第四章(第8/20页)
“这家伙在威胁小姐。我说了,我一直在外面听着呢。”
“你不是听不懂上海话吗?这家伙只是说想干我,我回答说少扯淡了,然后就被他揍了。当时我以为他要杀了我,只能什么都听他的了。”
紧闭的心扉,他找不到打开的办法。尽管如此,他还是要挣扎一番。
“你为什么把他放进房间?根本没那个必要吧。你肯定是被威胁,实在没办法了才放他进来的。是不是?”
微笑,那是蜘蛛对落网的猎物露出的微笑。家丽缓缓开口道。
“门铃一响,我就把门打开了,根本没看是谁在外面。你知道为什么吗?”
“小姐——”
“因为我以为是秋生回来了。”
尸体不能放着不管。必须搬到外面,找个偏远的地方处理掉。
这附近少有人通行,不过外面有那个开车的男人。也不能在公寓里公然拖着一具尸体到处移动。不管怎么说,一个人是没办法解决的。
帮手——杨伟民。根本没用。要是秋生杀了上海帮的人,杨伟民也不会好过。他只会让秋生逃到天涯海角,然后摆出一副毫不知情的模样。
他不打算逃走,因为他不想离开家丽。
秋生拿起电话,拨通了早已镌刻在脑中的那串号码。等待音。电话接通了,活泼的旋律传了过来。
“你好。”
“我是秋生,有事想找你帮忙。”
“你在哪里?”
刘健一根本不问他干了什么。
18
泷泽刚离开公寓,就钻进了那台破破烂烂的卡罗拉里,然后漫无目的地缓缓行驶在深夜的街道上。小袋里的冰毒,歌舞伎町这时候应该到处都挤满了杀气腾腾的新诚会成员吧。
离开歌舞伎町,远离新诚会,不要被警官注意到。

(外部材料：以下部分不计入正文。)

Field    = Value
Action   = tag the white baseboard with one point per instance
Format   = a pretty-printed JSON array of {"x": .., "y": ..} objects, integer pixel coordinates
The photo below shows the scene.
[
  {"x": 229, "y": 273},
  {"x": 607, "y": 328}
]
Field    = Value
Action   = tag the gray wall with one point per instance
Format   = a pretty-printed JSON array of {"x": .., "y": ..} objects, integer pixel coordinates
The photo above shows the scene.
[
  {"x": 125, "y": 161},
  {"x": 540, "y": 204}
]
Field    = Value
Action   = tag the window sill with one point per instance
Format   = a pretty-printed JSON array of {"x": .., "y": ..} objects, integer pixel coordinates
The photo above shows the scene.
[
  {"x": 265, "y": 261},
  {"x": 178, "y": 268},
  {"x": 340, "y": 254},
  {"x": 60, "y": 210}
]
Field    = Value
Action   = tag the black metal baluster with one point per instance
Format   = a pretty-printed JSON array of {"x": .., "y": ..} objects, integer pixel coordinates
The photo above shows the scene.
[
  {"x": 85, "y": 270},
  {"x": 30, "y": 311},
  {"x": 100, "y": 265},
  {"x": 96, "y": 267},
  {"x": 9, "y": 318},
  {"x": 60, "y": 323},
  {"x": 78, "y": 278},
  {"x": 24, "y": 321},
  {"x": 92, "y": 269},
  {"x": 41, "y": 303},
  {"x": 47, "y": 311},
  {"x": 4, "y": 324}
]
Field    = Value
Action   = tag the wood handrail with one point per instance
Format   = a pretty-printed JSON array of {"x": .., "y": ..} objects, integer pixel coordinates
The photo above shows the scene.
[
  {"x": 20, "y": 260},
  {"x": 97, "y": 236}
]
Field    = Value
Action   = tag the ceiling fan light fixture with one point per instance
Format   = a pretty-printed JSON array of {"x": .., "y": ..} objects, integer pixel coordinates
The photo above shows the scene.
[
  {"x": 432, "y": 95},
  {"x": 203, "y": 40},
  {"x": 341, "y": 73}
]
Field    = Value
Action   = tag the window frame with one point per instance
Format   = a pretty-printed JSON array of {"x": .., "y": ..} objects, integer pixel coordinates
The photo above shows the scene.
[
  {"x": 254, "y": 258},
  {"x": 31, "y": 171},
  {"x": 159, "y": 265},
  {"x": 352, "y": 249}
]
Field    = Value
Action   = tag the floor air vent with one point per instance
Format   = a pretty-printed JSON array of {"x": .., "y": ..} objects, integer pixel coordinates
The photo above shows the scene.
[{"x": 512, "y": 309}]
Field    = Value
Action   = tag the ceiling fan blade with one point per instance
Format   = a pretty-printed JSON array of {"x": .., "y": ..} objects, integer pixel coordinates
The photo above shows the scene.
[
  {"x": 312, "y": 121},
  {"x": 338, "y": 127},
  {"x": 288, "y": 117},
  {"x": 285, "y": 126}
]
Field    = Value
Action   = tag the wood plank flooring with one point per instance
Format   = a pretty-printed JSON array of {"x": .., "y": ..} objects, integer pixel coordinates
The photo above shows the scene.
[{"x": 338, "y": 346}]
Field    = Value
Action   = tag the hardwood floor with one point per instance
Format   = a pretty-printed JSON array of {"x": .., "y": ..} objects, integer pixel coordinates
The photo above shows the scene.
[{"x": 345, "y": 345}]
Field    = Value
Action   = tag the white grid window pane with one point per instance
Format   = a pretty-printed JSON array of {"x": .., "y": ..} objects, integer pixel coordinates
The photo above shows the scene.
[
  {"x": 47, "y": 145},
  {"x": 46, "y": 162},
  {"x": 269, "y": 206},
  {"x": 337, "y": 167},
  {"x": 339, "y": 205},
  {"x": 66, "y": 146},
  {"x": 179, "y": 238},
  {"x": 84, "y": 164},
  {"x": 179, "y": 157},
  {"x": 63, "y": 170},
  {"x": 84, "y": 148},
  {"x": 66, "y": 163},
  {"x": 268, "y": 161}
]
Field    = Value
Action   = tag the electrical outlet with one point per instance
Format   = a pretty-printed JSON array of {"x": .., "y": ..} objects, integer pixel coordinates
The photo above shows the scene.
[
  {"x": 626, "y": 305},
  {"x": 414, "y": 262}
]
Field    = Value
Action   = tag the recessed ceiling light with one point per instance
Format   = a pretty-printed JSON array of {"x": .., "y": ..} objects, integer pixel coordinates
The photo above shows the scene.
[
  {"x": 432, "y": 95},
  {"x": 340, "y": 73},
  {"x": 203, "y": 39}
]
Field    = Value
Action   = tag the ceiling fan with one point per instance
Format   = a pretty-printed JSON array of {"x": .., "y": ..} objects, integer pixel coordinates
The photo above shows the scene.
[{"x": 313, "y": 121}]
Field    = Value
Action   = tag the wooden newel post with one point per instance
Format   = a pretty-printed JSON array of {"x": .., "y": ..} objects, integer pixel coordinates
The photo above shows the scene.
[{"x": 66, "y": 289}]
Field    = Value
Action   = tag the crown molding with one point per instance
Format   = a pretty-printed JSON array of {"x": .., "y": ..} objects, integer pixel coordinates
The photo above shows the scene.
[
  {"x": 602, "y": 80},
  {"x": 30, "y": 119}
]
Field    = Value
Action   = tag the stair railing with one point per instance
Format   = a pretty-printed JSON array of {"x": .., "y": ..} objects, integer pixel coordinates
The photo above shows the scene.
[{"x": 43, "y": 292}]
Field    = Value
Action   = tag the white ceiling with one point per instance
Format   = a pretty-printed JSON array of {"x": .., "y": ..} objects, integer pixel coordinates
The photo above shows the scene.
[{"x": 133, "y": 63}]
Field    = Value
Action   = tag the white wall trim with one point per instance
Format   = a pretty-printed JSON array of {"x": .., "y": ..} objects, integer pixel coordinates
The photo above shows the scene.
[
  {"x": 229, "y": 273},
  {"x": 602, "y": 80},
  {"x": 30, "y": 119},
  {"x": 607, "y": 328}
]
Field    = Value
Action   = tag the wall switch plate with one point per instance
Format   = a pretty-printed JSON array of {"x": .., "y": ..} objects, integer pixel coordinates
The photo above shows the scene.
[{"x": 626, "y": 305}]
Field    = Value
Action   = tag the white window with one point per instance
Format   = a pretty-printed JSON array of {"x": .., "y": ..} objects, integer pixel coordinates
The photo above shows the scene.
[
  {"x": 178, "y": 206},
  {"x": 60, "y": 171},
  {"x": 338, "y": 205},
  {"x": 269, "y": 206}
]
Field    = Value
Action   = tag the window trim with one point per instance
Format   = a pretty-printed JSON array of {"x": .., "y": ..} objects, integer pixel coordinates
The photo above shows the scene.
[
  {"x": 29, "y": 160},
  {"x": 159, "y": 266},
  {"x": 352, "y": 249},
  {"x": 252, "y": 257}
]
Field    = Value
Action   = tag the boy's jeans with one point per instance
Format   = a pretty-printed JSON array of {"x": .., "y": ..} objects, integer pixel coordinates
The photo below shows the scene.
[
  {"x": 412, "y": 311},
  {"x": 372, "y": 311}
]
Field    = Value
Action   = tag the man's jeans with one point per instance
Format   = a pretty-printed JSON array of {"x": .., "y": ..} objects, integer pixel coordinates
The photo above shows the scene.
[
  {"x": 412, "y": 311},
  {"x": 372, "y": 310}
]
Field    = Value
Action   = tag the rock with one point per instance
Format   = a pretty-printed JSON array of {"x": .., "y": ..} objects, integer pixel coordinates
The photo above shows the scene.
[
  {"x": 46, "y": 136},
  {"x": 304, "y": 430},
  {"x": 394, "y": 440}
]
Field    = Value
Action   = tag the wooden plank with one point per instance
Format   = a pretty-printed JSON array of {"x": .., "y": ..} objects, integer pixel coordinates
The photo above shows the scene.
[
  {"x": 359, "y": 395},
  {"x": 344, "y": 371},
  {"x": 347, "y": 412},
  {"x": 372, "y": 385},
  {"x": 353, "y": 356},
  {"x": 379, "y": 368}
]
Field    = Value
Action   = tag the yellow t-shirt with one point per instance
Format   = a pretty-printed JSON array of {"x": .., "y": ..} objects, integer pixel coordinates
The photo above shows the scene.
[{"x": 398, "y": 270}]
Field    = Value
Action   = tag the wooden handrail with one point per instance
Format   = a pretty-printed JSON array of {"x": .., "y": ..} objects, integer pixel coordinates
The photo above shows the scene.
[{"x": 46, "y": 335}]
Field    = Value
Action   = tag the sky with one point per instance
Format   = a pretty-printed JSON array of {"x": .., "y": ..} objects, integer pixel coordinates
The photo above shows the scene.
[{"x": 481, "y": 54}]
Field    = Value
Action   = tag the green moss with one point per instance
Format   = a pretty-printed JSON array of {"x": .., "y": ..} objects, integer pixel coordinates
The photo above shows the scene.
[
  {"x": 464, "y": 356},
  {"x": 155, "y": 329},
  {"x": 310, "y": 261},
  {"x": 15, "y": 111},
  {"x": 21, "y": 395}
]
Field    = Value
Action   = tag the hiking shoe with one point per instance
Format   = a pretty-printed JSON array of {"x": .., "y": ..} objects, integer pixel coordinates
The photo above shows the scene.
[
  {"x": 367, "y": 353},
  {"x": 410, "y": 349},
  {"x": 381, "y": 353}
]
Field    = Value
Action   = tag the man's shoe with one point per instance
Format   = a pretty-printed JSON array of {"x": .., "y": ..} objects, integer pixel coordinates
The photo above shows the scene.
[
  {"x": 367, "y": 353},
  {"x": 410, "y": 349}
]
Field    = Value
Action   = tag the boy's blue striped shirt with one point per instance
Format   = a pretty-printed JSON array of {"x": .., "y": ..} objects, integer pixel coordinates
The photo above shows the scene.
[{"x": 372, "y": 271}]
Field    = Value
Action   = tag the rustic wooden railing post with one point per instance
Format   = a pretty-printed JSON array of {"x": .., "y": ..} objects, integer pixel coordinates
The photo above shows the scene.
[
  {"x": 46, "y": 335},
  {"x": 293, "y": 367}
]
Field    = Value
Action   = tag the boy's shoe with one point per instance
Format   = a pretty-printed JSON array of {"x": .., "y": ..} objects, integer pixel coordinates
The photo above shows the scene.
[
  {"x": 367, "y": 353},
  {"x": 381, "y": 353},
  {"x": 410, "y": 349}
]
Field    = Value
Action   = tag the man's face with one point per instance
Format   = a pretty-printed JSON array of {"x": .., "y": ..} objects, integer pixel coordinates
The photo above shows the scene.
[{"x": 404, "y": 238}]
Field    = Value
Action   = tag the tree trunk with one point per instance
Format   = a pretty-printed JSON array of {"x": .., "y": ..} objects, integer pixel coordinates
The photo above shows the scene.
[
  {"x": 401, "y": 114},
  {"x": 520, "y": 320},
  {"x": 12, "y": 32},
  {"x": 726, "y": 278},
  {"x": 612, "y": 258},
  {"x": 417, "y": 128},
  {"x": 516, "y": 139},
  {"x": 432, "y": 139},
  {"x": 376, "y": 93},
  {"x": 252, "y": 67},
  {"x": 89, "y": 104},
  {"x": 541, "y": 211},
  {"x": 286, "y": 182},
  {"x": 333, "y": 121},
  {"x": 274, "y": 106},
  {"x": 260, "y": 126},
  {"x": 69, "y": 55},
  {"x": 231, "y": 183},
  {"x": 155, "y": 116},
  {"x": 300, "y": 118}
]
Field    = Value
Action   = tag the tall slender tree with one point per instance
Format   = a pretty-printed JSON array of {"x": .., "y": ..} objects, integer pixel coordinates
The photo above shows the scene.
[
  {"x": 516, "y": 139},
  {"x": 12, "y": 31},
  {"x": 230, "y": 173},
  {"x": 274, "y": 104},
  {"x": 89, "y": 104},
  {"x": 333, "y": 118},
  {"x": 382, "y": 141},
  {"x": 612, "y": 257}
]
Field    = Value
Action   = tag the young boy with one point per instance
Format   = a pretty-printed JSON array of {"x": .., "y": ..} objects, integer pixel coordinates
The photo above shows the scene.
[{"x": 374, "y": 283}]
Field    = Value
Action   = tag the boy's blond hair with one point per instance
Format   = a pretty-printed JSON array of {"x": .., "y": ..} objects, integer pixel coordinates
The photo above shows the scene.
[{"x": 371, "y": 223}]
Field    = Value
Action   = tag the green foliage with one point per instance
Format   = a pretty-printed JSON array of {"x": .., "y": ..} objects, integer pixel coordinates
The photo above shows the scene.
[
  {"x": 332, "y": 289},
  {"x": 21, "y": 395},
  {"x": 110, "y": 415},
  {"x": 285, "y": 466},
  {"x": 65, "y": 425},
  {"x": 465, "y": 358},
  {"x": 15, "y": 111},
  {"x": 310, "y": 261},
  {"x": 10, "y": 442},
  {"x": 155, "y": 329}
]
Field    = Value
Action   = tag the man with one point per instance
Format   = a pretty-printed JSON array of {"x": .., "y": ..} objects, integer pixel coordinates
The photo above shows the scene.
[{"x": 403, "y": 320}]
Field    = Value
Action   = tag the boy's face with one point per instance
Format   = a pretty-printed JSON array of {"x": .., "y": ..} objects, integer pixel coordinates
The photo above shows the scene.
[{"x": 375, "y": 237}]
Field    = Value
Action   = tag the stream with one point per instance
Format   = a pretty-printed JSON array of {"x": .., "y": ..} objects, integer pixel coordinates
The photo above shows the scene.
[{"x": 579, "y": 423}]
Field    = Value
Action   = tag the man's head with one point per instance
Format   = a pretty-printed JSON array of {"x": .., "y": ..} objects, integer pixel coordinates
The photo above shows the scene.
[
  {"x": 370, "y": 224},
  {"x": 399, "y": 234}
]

他满脑子就只有那三句话。
他先后移动到青山、六本木、芝浦,最后停下车准备小睡一会儿。可手上的剧痛使他难以入睡,他又想起了宗英那张丑陋变形的脸。他到便利店里买了创可贴、纱布和消毒水。往伤口喷了点消毒水,贴上创可贴,缠上了纱布。虽然疼痛没有消失,但至少让他安心了不少。
他走进咖啡厅点了一份早间套餐。读了一会儿报纸,又看了一会儿电视上的新闻。新诚会被夺走的冰毒,他扔在停车场的血肉模糊的坂上。既没有上报纸,也没有上电视。
他回到车上,拨通了手机,跟蔡子明约好一小时后见面。要趁着魏在欣和陶立中开始工作前找到他们。
他往新宿开去——早高峰的拥堵。烦躁而疲累,各种幻想轮番上阵。
边哭边求饶的坂上,那张血肉模糊的脸,还有宗英那张丑陋变形的脸。宗英手上的钢刀,充满了蔑视和憎恶的宗英的眼。
眩晕。他感觉整台车都在晃动。
塑料袋里装着冰毒,拥堵的车龙缓慢爬行。他从手套箱里取出一把万用刀,在刀刃上撒了一点冰毒晶体。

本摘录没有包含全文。